These and other fears in mind, students prepared themselves for the great wave of change. However, very quickly, these apprehensions seemed to melt away. It was almost as if a set of shackles had been released from the ankles of those who took the same path to the same class at the same time, every day. Students like senior Gabe Pascal praised the “increase in variability” of the rotating schedule, a welcomed variety opposed to the military style of the old way. Many others like junior Eli Idec agreed, welcoming the change in class times as a “refreshment.”
Students around campus were eager to applaud the new schedule, especially for the free time it generates for social interaction and completing homework. Junior Olivia Meuser asserted that “I was so much less stressed than I usually was because I felt I had so much time to do stuff at school.” A great majority shared her belief, like sophomore Lucas Barnak who had “more time to unwind.” The longer lunch bell, too, alots more essential time for students to take a break from the rigorous academics throughout the day. Although, many students and faculty dreaded the idea of an all-school lunch period. On paper, it seemed to resemble a bell-5 lunch on steroids, but in testing it, a lot of community members found it agreeable. Meuser feared the lunch lines would be “terrible and chaotic,” but because there was so much time, she was able to “do homework and like, stuff.”
The schedule culture at Sem, to close, likens itself to Plato’s famous Allegory of the Cave. Knowing nothing other than the old schedule, students accepted it simply because it was there. However, after being exposed to a new reality during the test run period, the aforementioned shackles disintegrated.
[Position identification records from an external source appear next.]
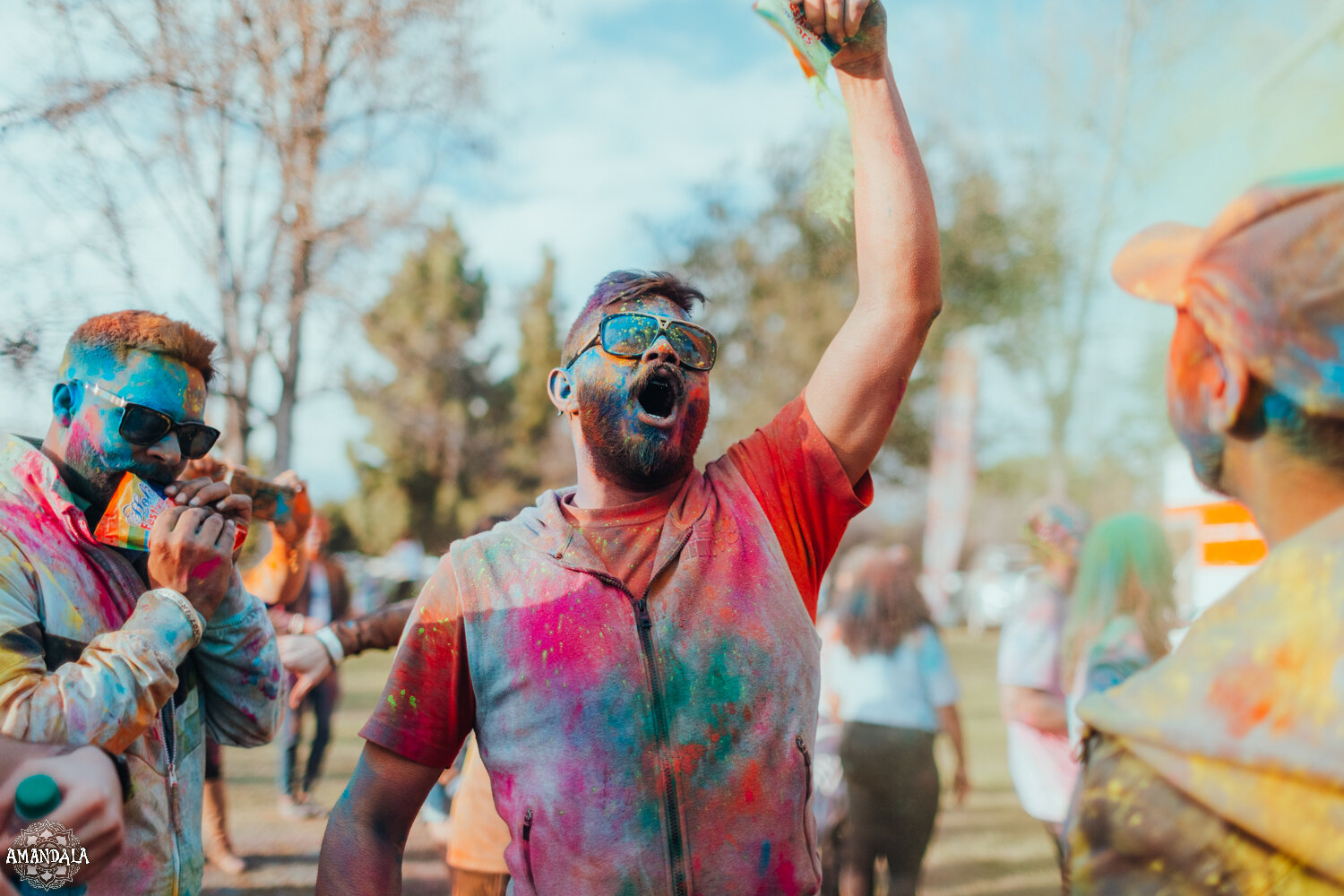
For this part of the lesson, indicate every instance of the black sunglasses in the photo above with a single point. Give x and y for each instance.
(142, 425)
(631, 333)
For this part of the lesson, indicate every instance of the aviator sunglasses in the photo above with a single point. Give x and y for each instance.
(631, 333)
(142, 425)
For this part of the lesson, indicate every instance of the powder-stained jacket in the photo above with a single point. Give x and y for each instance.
(650, 743)
(89, 657)
(1242, 724)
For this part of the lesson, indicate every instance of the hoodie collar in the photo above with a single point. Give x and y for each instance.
(556, 538)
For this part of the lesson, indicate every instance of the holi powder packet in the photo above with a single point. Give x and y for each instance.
(814, 53)
(132, 513)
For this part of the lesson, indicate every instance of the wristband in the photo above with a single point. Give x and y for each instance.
(332, 643)
(198, 626)
(123, 772)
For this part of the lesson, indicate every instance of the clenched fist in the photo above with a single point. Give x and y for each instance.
(857, 27)
(191, 551)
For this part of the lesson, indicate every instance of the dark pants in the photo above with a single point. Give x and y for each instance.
(214, 761)
(892, 785)
(322, 700)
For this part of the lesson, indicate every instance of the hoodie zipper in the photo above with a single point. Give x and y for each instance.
(661, 728)
(168, 721)
(124, 573)
(527, 848)
(806, 802)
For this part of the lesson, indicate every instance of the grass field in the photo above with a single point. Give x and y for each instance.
(986, 848)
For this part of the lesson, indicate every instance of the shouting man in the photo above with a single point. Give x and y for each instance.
(637, 654)
(1220, 769)
(140, 653)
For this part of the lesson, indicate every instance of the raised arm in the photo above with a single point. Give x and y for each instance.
(859, 382)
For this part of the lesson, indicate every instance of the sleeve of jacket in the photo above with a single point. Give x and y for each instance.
(107, 692)
(238, 662)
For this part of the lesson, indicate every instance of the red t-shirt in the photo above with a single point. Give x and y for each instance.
(790, 469)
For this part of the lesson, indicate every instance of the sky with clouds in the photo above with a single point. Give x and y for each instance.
(607, 117)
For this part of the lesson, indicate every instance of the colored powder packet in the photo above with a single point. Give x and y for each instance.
(132, 512)
(814, 51)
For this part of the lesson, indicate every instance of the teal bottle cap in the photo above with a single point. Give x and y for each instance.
(37, 797)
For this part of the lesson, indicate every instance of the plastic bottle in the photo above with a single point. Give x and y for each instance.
(38, 797)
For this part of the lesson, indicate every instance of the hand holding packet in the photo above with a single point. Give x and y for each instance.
(814, 51)
(132, 512)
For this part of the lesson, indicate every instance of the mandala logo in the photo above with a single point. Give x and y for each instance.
(46, 855)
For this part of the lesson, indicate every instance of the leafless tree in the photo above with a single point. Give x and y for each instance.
(269, 144)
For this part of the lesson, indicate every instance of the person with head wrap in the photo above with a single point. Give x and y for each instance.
(1219, 769)
(1030, 688)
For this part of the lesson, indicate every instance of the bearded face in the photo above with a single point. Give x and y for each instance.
(642, 418)
(642, 430)
(97, 455)
(1191, 381)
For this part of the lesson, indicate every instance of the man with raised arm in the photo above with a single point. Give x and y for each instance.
(637, 653)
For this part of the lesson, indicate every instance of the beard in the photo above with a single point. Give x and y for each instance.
(1206, 455)
(97, 471)
(647, 458)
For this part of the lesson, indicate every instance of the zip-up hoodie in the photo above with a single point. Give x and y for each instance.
(647, 743)
(89, 656)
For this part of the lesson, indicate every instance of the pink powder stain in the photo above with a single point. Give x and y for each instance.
(207, 568)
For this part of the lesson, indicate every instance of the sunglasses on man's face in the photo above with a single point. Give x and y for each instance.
(631, 333)
(142, 425)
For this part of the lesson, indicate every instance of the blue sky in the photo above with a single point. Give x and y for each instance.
(607, 116)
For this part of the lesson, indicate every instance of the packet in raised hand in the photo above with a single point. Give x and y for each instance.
(814, 51)
(132, 512)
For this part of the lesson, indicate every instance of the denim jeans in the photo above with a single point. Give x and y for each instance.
(322, 700)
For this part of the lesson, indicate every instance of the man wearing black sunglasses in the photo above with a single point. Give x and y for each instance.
(637, 653)
(140, 653)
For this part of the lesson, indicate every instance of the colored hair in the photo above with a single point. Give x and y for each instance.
(1125, 571)
(878, 600)
(124, 332)
(1055, 530)
(618, 287)
(1314, 437)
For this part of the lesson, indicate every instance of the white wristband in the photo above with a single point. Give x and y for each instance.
(331, 642)
(198, 625)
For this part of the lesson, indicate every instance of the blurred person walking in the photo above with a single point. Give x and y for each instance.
(320, 599)
(1123, 610)
(1031, 689)
(892, 684)
(1219, 769)
(279, 576)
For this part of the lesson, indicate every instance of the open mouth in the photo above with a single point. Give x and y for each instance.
(659, 397)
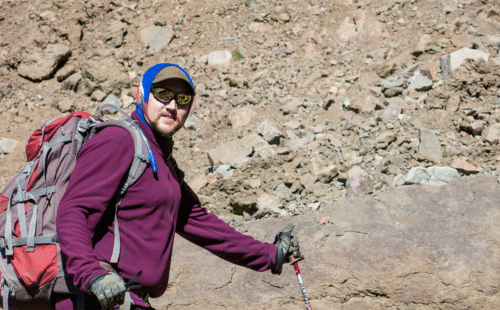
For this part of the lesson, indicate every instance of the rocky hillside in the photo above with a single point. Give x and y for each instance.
(300, 104)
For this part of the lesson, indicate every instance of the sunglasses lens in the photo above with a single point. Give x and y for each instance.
(165, 96)
(183, 99)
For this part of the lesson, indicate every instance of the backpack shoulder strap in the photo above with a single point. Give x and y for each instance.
(137, 168)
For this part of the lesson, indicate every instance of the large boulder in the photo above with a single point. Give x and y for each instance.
(416, 247)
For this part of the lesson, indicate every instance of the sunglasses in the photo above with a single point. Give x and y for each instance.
(165, 96)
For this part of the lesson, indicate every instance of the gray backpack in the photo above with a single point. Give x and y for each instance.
(31, 265)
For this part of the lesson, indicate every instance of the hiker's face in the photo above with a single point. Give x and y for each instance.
(167, 118)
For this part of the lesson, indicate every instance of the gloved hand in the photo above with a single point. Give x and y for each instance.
(109, 290)
(287, 247)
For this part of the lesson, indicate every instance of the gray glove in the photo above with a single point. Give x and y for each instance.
(109, 290)
(288, 250)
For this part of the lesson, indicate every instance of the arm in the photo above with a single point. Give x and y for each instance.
(100, 167)
(208, 231)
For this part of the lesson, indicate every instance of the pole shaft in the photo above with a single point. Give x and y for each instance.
(302, 287)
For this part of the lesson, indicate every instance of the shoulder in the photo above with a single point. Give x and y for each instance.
(112, 139)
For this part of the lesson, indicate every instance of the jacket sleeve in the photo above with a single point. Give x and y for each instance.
(208, 231)
(101, 164)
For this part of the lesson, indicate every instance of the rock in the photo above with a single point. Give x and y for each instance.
(252, 183)
(390, 113)
(431, 176)
(113, 100)
(453, 103)
(200, 181)
(46, 63)
(5, 89)
(384, 140)
(291, 106)
(98, 95)
(224, 171)
(271, 202)
(420, 83)
(396, 81)
(457, 58)
(156, 38)
(219, 58)
(324, 171)
(241, 117)
(192, 122)
(72, 81)
(368, 242)
(65, 72)
(269, 132)
(115, 33)
(429, 145)
(346, 29)
(242, 205)
(464, 167)
(108, 74)
(225, 152)
(429, 71)
(358, 182)
(363, 103)
(492, 134)
(65, 105)
(7, 145)
(202, 60)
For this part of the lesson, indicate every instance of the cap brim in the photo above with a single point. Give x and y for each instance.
(172, 72)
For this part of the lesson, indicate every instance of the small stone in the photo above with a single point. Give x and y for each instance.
(464, 167)
(429, 71)
(453, 103)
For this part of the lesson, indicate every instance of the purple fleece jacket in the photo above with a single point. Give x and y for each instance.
(152, 211)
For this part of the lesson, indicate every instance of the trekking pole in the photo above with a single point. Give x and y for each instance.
(302, 287)
(294, 261)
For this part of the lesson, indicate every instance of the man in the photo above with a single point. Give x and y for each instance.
(154, 208)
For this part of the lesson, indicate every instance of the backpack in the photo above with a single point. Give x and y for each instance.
(31, 264)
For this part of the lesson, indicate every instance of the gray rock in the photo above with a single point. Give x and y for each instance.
(224, 171)
(5, 89)
(192, 122)
(115, 33)
(269, 132)
(114, 100)
(431, 176)
(358, 182)
(271, 202)
(241, 117)
(457, 58)
(65, 105)
(219, 58)
(393, 82)
(71, 82)
(7, 145)
(429, 144)
(384, 140)
(225, 152)
(492, 134)
(46, 63)
(323, 170)
(415, 247)
(156, 38)
(390, 113)
(108, 74)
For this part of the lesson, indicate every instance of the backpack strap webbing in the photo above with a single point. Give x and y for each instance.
(139, 164)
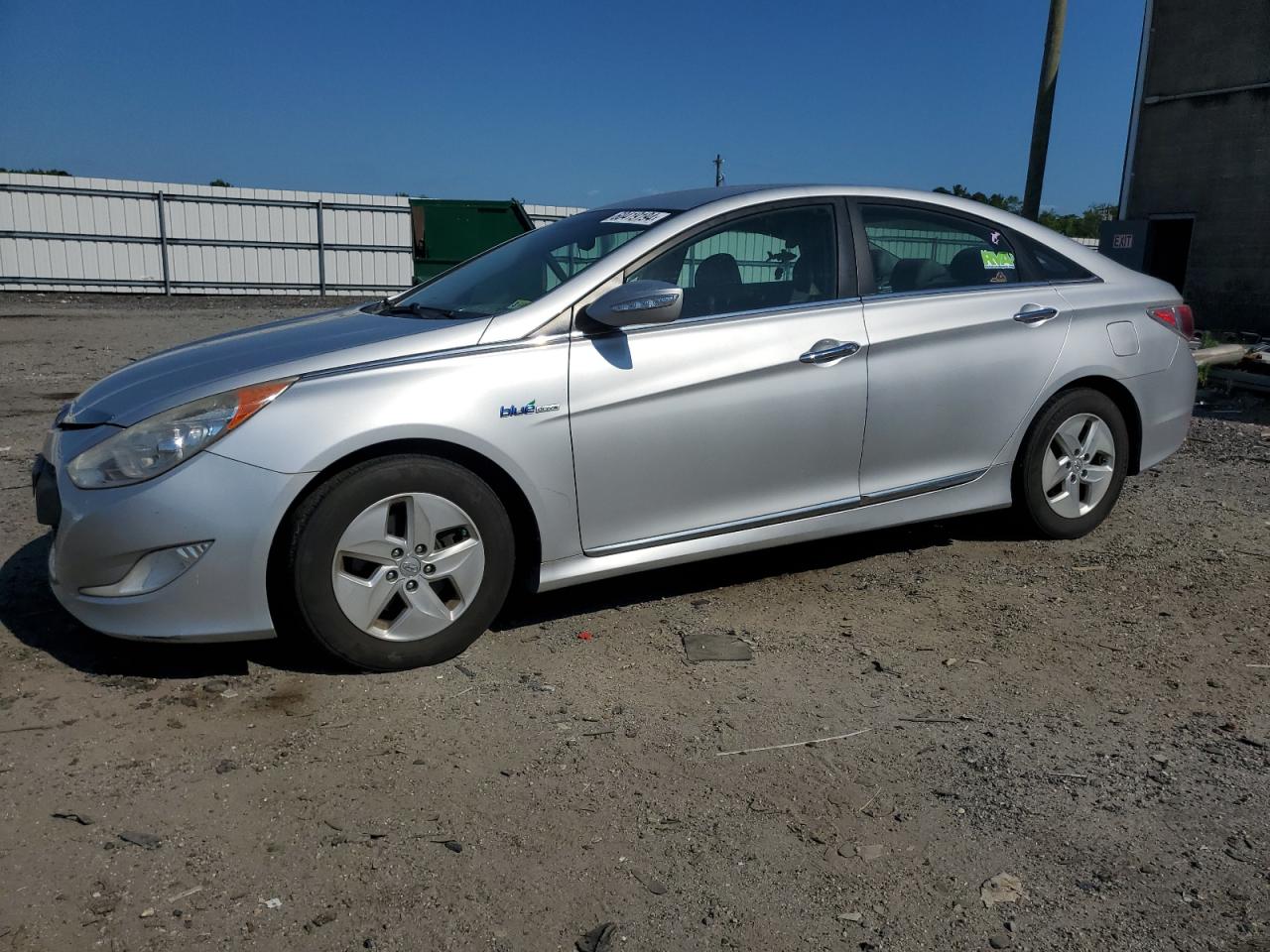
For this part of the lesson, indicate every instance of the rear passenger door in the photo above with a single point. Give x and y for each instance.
(961, 341)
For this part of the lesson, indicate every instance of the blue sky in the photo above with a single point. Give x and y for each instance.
(570, 103)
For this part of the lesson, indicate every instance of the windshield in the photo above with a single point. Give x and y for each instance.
(524, 270)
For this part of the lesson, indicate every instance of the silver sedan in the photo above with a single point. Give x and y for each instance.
(644, 385)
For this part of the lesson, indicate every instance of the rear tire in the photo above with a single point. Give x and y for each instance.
(1074, 463)
(400, 561)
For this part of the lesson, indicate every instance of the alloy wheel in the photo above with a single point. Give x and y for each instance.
(1078, 465)
(408, 566)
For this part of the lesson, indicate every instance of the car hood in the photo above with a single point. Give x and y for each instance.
(285, 348)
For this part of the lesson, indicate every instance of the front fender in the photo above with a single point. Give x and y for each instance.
(463, 399)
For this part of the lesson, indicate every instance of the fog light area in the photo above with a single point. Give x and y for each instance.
(153, 571)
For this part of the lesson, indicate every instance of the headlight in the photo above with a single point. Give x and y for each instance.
(157, 444)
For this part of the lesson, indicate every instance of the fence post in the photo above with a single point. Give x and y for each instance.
(321, 253)
(163, 243)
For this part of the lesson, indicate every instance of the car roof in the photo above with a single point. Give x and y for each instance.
(698, 197)
(742, 195)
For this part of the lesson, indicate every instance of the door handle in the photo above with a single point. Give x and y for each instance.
(1035, 315)
(828, 349)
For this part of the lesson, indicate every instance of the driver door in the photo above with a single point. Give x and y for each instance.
(748, 409)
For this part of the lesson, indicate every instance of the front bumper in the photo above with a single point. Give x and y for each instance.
(100, 535)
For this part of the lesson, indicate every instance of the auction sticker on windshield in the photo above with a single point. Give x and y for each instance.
(635, 218)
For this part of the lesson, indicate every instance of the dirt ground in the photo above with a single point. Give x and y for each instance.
(1089, 717)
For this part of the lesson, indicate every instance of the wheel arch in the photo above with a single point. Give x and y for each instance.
(525, 525)
(1118, 394)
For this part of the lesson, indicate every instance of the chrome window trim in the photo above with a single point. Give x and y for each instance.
(974, 289)
(757, 522)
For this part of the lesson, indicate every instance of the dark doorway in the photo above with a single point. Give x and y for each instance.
(1169, 248)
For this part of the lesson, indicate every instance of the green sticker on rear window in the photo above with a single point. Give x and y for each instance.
(997, 261)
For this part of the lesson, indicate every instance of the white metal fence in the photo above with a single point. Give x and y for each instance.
(80, 234)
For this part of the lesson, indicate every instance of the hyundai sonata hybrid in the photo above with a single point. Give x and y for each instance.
(643, 385)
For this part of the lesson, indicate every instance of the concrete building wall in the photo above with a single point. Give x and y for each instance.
(1203, 150)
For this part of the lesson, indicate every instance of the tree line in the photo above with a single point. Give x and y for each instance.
(1083, 225)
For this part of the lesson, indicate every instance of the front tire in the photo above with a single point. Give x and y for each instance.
(400, 561)
(1074, 463)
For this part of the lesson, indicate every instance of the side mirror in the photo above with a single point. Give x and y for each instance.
(638, 302)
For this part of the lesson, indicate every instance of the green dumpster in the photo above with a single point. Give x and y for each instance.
(447, 231)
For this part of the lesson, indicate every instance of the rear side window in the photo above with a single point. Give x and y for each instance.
(769, 259)
(1052, 264)
(916, 249)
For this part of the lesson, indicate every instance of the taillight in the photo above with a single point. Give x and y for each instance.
(1179, 318)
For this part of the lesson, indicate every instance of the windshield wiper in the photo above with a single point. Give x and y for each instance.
(418, 311)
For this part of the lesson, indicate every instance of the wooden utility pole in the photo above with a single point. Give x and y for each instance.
(1044, 108)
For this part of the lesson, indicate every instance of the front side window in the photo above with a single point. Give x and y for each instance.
(915, 249)
(770, 259)
(524, 270)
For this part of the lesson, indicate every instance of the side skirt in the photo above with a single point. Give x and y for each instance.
(991, 490)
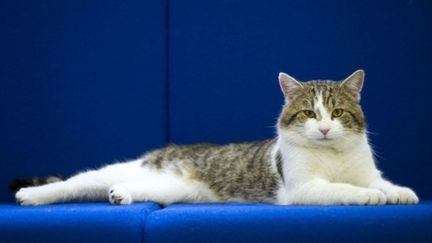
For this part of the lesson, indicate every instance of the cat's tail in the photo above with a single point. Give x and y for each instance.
(19, 183)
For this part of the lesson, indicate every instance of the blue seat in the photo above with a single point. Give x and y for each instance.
(84, 222)
(268, 223)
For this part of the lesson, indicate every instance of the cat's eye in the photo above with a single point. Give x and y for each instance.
(309, 113)
(337, 113)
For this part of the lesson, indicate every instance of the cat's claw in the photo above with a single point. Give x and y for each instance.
(401, 195)
(26, 197)
(372, 197)
(119, 196)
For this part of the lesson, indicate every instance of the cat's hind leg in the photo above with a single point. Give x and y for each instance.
(87, 186)
(163, 188)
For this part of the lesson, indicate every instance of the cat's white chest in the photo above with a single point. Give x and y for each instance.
(352, 166)
(330, 164)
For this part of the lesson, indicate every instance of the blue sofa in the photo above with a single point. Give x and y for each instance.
(85, 83)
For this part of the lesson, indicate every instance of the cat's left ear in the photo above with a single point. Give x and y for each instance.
(354, 83)
(289, 85)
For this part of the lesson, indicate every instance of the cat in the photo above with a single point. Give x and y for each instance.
(321, 156)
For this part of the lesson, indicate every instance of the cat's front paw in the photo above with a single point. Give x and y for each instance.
(28, 197)
(400, 195)
(119, 196)
(371, 197)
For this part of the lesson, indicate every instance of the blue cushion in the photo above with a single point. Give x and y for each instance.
(82, 84)
(269, 223)
(85, 222)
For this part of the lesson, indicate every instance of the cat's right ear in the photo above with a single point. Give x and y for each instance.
(289, 85)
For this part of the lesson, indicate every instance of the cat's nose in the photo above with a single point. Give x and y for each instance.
(324, 130)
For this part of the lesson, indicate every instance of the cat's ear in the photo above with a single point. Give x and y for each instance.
(289, 85)
(354, 83)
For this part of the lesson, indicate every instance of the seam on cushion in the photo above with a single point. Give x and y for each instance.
(143, 220)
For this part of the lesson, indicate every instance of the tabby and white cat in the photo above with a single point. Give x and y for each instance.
(321, 156)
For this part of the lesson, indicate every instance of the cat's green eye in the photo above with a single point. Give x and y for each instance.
(309, 113)
(337, 113)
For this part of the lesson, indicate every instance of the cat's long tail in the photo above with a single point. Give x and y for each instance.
(19, 183)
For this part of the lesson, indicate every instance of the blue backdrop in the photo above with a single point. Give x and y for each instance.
(89, 82)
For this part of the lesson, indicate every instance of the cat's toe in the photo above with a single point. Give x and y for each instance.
(374, 197)
(119, 196)
(24, 197)
(401, 195)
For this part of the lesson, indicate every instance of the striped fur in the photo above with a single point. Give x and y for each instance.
(321, 156)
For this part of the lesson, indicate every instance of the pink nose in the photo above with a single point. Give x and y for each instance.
(324, 131)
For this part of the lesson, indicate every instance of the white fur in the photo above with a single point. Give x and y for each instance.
(121, 183)
(337, 168)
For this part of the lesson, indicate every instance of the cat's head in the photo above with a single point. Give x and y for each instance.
(321, 112)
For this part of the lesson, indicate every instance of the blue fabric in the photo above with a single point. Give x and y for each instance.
(85, 222)
(225, 56)
(269, 223)
(82, 83)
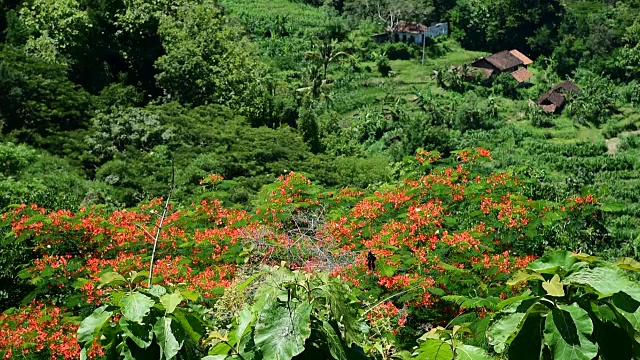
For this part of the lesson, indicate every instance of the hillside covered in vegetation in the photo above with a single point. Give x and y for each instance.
(307, 179)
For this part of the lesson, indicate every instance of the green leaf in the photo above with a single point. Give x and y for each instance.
(110, 278)
(585, 257)
(280, 333)
(138, 276)
(157, 290)
(527, 345)
(628, 307)
(171, 301)
(468, 352)
(91, 325)
(333, 341)
(190, 295)
(553, 262)
(169, 345)
(566, 331)
(386, 270)
(245, 318)
(554, 287)
(191, 325)
(606, 281)
(627, 263)
(523, 276)
(502, 331)
(141, 334)
(504, 303)
(433, 349)
(136, 306)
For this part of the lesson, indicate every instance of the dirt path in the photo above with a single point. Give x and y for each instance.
(613, 143)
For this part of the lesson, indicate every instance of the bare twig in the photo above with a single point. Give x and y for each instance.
(162, 218)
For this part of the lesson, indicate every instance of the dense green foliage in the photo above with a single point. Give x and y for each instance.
(106, 105)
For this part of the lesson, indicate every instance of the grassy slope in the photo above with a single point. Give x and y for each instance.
(410, 76)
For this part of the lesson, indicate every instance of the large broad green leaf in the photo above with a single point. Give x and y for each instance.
(91, 325)
(355, 328)
(157, 290)
(140, 334)
(518, 299)
(504, 329)
(245, 318)
(554, 287)
(468, 352)
(169, 344)
(605, 281)
(191, 325)
(280, 332)
(527, 345)
(628, 307)
(553, 262)
(136, 306)
(333, 341)
(433, 349)
(171, 301)
(627, 263)
(566, 331)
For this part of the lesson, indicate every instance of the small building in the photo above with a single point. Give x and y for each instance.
(509, 61)
(412, 32)
(553, 101)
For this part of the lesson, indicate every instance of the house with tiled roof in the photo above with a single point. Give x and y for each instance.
(510, 61)
(553, 101)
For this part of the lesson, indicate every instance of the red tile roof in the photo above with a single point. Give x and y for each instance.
(522, 57)
(522, 75)
(554, 99)
(503, 60)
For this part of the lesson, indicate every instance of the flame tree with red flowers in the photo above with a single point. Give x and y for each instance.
(446, 227)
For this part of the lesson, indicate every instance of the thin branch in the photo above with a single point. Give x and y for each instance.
(164, 216)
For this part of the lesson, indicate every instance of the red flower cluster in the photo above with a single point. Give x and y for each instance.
(37, 328)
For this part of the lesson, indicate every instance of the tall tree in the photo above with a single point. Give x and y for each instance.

With it, the one-way mindset of the community vanished. Now, as students begin to marvel at the great positivity of this switch, in an area thought unchangeable until recently, what great dogma of the school may next be challenged next? The floodgates are open. There now exists a tremendous student awareness that there is possibility to change unfavorable aspects of the school. With something so very establishment such as the schedule now uprooted, what other ancient tenets of Wyoming Seminary are subject to scrutiny, and perhaps, dare it be said, change.